The National Dog Show has a new 2020 champ! Claire the Scottish Deerhound has taken over from 2019 top dog Thor the Bulldog to become Best In Show at the annual Thanksgiving classic.
With Thanksgiving celebrations and gatherings being limited due to the COVID-19 pandemic, folks at home could take comfort in hunkering down at home and watching the annual National Dog Show on NBC to brighten their holiday. It was a tough choice for the judges, but the end it was a Scottish Deerhound named Claire who was named Best in Show at the Kennel Club of Philadelphia competition. The large breed hound is known as the “Royal Dog of Scotland,” and was once used to hunt deer.
This is the first time a Scottish Deerhound as won the National Dog show, though Claire’s mom Chelsea won Reserve Best in Show in 2015. Claire comes from a prestigious breeding line, as in addition to her mom, Claire’s grandmother, Hickory, won the prestigious Westminster Kennel Club dog show in 2011.
The pup came up against some serious competition, as 600 entries were whittled down over the weekend of Nov. 14-15 at the Greater Philadelphia Expo Center. Ultimately, the top dog amongst the Toy Group, Hound Group, Herding Group, Working Group, Terrier Group, Sporting Group and Non-Sporting Group went on to the final round of competition for Best In Show.
Claire takes over from 2019’s winner Thor the Bulldog. He had long history of show wins, so the National Dog Show title was the icing on the cake. But Thor had some stiff competition from the Sporting Group’s Golden Retriever, who proved to be the audience favorite with so much cheering and support whenever he made his showing in the ring.

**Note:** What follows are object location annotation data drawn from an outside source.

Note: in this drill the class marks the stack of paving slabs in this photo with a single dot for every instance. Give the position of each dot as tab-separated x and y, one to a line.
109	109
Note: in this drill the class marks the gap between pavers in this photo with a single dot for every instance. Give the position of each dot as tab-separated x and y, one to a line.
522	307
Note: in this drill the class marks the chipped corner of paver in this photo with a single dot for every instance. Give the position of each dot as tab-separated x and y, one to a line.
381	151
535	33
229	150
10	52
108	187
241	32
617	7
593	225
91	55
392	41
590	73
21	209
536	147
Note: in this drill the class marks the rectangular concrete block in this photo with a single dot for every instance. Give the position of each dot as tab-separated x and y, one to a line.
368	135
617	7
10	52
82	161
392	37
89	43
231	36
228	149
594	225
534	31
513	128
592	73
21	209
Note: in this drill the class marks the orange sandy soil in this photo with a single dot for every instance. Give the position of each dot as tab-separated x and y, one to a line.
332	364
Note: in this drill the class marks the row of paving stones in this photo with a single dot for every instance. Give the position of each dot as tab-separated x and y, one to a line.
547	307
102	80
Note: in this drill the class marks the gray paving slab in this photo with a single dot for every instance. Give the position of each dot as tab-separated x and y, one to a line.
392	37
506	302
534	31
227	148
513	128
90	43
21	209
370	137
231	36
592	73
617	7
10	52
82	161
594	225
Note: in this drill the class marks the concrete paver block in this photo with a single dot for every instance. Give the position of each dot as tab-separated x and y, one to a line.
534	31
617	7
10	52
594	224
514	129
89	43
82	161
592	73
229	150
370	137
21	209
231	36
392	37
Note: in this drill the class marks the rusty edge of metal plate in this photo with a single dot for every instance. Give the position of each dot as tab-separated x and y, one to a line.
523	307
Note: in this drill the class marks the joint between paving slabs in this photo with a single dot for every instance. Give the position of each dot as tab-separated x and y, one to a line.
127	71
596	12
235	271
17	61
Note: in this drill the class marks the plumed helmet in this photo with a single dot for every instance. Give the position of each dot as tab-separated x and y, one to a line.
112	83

That particular element was absent from the National Dog Show in 2020, due to the coronavirus pandemic. There were no spectators present as in years past. Only officials, NBC broadcast personnel and handlers/dogs were allowed on the premises of the Expo Center. However, there were cardboard cutouts of pups in the stands, which was pretty darn adorable!
The lack of an in-person audience wasn’t the only major change due to COVID-19 precautions. The number of dogs competing was dramatically decreased in a more limited showing. In past years over 2000 canine entries competed in their group’s categories, but this year it was limited to only 600 dogs, which according to the show’s press release marked a decrease of 70 percent of the usual entries. Four groups were judged on Sat. Nov. 14 and three groups showed the following day, where Best In Show was ultimately named.
For the 19th consecutive year, the two hour telecast aired on NBC at noon, following the network’s coverage of the Macy’s Thanksgiving Day Parade. Judging took place under health and safety protocols, with social distancing and mask-wearing involved.